Dear old Golden Rule days

It’s that time of year again. You can see it in the stores, in advertisers’ circulars and on many TV commercials. It’s back to school time for the kiddos.

Show of hands… who remembers their very first day of grade school? Middle or Junior High School? High School? Despite it being many, many years ago, I do remember it vividly. My Mom walked me to class at the former James B. Crowley School on Lake Street (now the Nashua Adult Learning Center, a different type of school, but nonetheless still an institution of learning). Like many children who are experiencing their first separation from home and parents, my Mom expected me to put up a fuss and perhaps cry to go home, as this was long before kindergartens, which now prepare youngsters for their first day of grade school. But I think I surprised her by taking my seat in class and waving goodbye. I remember my first-grade teacher’s name, Mrs. Webber, a middle- aged woman who was quite friendly and pleasant. Grade school wasn’t a bad gig overall and after grade six, it was on to Junior High.

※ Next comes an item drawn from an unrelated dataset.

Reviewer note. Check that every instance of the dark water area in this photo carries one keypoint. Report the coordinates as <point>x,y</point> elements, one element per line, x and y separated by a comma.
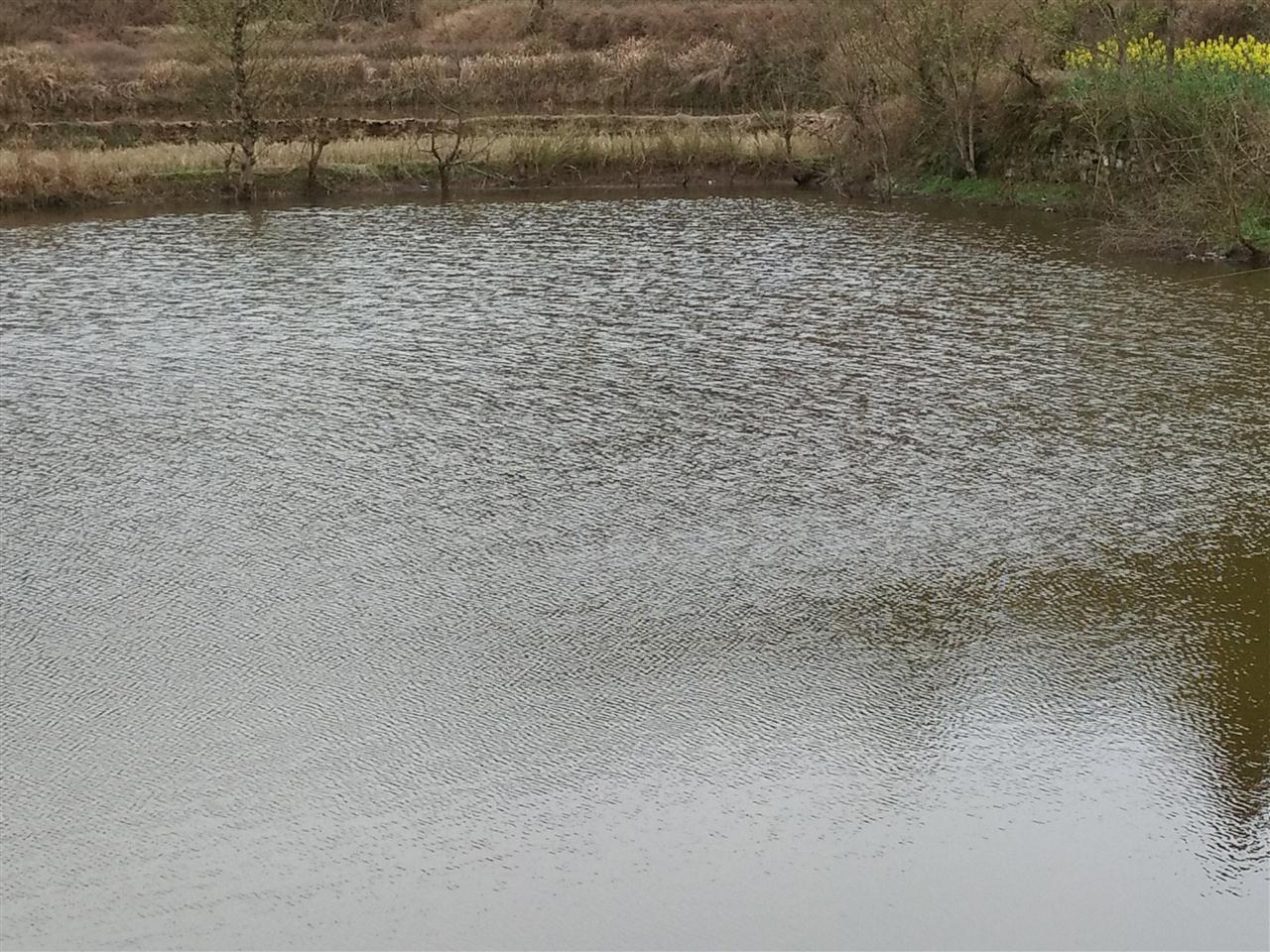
<point>670,571</point>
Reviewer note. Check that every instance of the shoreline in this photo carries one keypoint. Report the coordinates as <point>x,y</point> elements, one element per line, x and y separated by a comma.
<point>146,188</point>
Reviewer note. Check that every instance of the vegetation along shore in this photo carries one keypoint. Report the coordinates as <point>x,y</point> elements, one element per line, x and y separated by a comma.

Junior High was a very different animal. Homework was the now the norm. It was for many of us, our first experience with “home rooms” where we would set up shop to begin the day searching for our classrooms and it was the first experience with multiple rooms and teachers throughout the day. A bell would mark the beginning of daily dashes to other classes. It was a place where discipline took on a different form, as it was, for many of us in that era, our first experience with male teachers, who seemed less patient and wise guys (and girls) were dealt with accordingly. We had a principle who took no guff whatsoever. I can remember boys being told to tuck in their shirts while walking from class to class (no, today’s dress code would not fly back then) and they would only be told once. During the first days of miniskirts, teachers and principals would patrol the halls with yardsticks to ensure those skirts adhered to the dress code. If they were too short, it meant a trip home for that student. And it was our first experience with detentions, given to those who were out of line or pushed the envelope a bit too far. I remember being advised that if I had any inkling of going to college, Freshmen grades now counted for college applications.

If Junior High was a different animal, Senior High School was a different species altogether. The format was the same, moving from class to class, more male teachers than female, but the vibe was quite different. It was time to really buckle down. From here on in, all grades were college records. Teachers were even less tolerant of wise guys (did I already mention detentions) and the workload seemed to get even heavier. If you couldn’t handle it, God help you in college. Some students (me included) had cars. Parking was at a premium and good luck finding a spot if you were the least bit late. I lived on Lake Street my Senior year, so I could almost listen for the first bell and simply run across the street to the school which is now Elm Street Junior High.

It was a much different world back then. Did we have our worries and distractions? We sure did. The Cold War was at a fever pitch, a nuclear war was just a button away, a war in Southeast Asia was a constant concern, as were drugs and alcohol. Bullying? There was some of that too, but no such thing as cyberbullying, which is a whole new ballgame and sadly, a major contributor to teen suicide today.

We never worried about a weapon in class or some psycho shooting everything in sight. Our biggest concern was typically coming face to face with a pop quiz or an exam for which we studied the wrong material or failed to study at all. Or worse, the dreaded phrase, “Wait ’til your father gets home.” My guess is, most parents today would gladly opt for that.

Don Canney is a freelance writer and professional voice artist. He was born and raised in downtown Nashua with great interest in Nashua history circa 1950-1970. He now resides in Litchfield.